Romania is gearing up to remember next month's 20th anniversary of the violent revolution that overthrew the dictator Nicolae Ceausescu in which some 1,300 people lost their lives. Celebrations and memorials are planned - though some Romanians still feel ambivalent about the 90-minute show trial of Ceausescu and his wife Elena on Christmas Day, 1989, which was followed immediately by their execution by firing squad.
Ironically, Romania finds now itself in the middle of a crucial presidential election still colored by the deep shadows of the past. It remains one of Europe's poorest countries and has been hit especially hard by the global recession.
In last Sunday's voting, incumbent Traian Basescu of the centrist Democrats won almost 33 percent of the vote. He'll face off in a run-off on December 6 against Mircea Geoana of the Social Democrats, the heirs of the Communist Party, who won around 30 percent. A third candidate, Crin Antonescu, took around 20 percent, and has thrown his support to Geoana. Polls suggest a close finish with Geoana possibly holding a narrow advantage.
In many ways, Romania emerged from the revolution the least prepared of any country in Eastern Europe to face a non-communist future. Its economy was in ruins, its people half-starving. Unlike Poland, which had Solidarity, or Czechoslovakia, where Vaclav Havel was the natural choice for president, Romania had no dissident movement to provide its new leaders. Ceausescu had ruthlessly crushed any and every sign of dissent. The Securitate secret police were ubiquitous, monitoring every citizen's movements, associations, telephone conversations and activities. It's been said that one in every four Romanians was collaborating with the Securitate in one way or another.
After several days of bloody street fighting, so-called "moderate" communists led by Ion Iliescu managed to exert authority over the country. Iliescu duly won almost 90 percent in the first post-communist election in May 1990. Former communists stayed in control for all but four years until 2004, slowing economic reforms, keeping the lid on attempts to investigate the crimes of the past and allowing rampant corruption to emerge as the country's biggest problem. Indeed, today corruption permeates almost every aspect of daily life, from visiting the doctor to winning prized slots in medical or law schools.
The country's agricultural sector remains hopelessly backward and many Romanian villages still lack running water.
The no-nonsense Basescu, a former merchant marine captain, promised a fresh start when he narrowly won the presidency in December 2004. He steered the country to European Union membership in January 2007 and presided over several years of economic growth. Foreign investment flooded into the country, real estate in and around Bucharest took off and the government took some halting steps to tackle corruption and come to terms with the past.

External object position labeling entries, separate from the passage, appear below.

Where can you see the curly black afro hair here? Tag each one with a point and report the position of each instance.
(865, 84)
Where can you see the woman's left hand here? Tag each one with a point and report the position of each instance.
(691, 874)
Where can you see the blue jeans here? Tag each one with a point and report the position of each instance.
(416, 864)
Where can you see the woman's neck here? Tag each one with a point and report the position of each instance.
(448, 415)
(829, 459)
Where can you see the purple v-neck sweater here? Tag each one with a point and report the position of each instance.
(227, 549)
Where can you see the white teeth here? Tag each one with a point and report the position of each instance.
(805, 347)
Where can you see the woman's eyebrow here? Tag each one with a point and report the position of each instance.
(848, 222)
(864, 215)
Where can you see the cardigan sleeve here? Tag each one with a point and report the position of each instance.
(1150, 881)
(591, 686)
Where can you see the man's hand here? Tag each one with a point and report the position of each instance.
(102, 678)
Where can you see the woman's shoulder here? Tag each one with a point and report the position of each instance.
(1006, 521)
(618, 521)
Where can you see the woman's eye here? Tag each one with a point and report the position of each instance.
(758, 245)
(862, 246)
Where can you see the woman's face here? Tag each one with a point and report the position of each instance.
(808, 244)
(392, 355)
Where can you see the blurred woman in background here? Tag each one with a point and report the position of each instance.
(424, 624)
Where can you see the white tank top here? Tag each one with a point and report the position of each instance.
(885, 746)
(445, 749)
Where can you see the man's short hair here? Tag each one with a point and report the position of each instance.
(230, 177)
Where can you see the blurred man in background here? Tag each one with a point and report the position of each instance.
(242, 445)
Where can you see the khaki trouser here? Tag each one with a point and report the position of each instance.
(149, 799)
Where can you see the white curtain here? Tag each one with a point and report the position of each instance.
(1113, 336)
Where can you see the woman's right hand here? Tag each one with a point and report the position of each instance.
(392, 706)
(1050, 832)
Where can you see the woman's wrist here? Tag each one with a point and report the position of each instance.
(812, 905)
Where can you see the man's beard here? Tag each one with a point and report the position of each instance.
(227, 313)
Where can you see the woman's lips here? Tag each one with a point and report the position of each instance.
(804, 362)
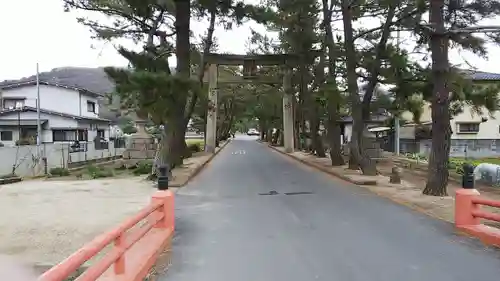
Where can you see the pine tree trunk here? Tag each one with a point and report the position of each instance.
(437, 177)
(333, 131)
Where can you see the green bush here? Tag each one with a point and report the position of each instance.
(193, 147)
(59, 172)
(96, 172)
(457, 165)
(143, 168)
(8, 176)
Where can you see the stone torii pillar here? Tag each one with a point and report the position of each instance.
(211, 132)
(288, 123)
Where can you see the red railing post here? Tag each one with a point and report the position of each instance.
(167, 200)
(119, 265)
(464, 207)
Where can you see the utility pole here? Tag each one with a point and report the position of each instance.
(38, 125)
(396, 119)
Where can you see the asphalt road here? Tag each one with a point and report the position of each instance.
(227, 229)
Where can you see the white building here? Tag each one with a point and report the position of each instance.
(66, 113)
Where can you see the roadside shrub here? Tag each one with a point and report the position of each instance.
(457, 165)
(27, 141)
(193, 147)
(96, 172)
(143, 167)
(59, 172)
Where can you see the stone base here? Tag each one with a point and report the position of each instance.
(140, 147)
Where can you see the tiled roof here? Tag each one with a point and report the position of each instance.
(17, 84)
(50, 112)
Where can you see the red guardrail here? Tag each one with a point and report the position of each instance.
(468, 215)
(136, 247)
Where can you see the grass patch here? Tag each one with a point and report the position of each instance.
(195, 145)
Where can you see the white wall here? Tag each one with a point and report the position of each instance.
(57, 155)
(348, 130)
(54, 122)
(487, 130)
(55, 99)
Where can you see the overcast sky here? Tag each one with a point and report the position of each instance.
(40, 31)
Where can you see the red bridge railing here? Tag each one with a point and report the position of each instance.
(136, 246)
(468, 215)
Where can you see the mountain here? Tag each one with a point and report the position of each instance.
(92, 79)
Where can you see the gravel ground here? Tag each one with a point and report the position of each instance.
(42, 222)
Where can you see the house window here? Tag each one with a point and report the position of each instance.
(468, 128)
(6, 135)
(69, 135)
(63, 135)
(91, 106)
(83, 135)
(101, 134)
(13, 103)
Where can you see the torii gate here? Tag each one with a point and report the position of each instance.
(250, 63)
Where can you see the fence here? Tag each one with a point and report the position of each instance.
(23, 159)
(468, 215)
(467, 148)
(135, 250)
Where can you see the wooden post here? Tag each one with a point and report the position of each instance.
(288, 123)
(211, 132)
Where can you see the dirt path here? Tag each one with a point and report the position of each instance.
(42, 222)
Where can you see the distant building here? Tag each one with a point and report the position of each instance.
(67, 113)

But the Social Democrats still controlled parliament and were able to frustrate much of Basescu's agenda. They even engineered an attempt in 2007 to impeach him - but a referendum decisively returned him to power.
Then came the global economic slump. Thousands of Romanian workers who had found lucrative employment in Italy, Spain and elsewhere in Europe, lost their jobs and had to return home. The Romanian economy is forecast to shrink by 8.5 percent this year and had to look to the International Monetary Fund for a $30 billion bailout. The country has been run by a caretaker government since mid-October when the Social Democrats withdrew their support. There is no state budget for 2010 and the IMF has delayed disbursing its next scheduled loan payment of $2.2 billion until the crisis is resolved. The money is needed to pay some 1.3 million state workers, who will likely have to celebrate Christmas without their salaries. For them and for millions of other Romanians, it's likely to be a long, cold winter.
As they mark their anniversary, Romanians should take pride in their revolution. They exhibited enormous courage, defying the dictator's tanks and guns with their bare hands to win freedom and the chance of a brighter future. But for many, the promise of that revolution has yet to be fully redeemed.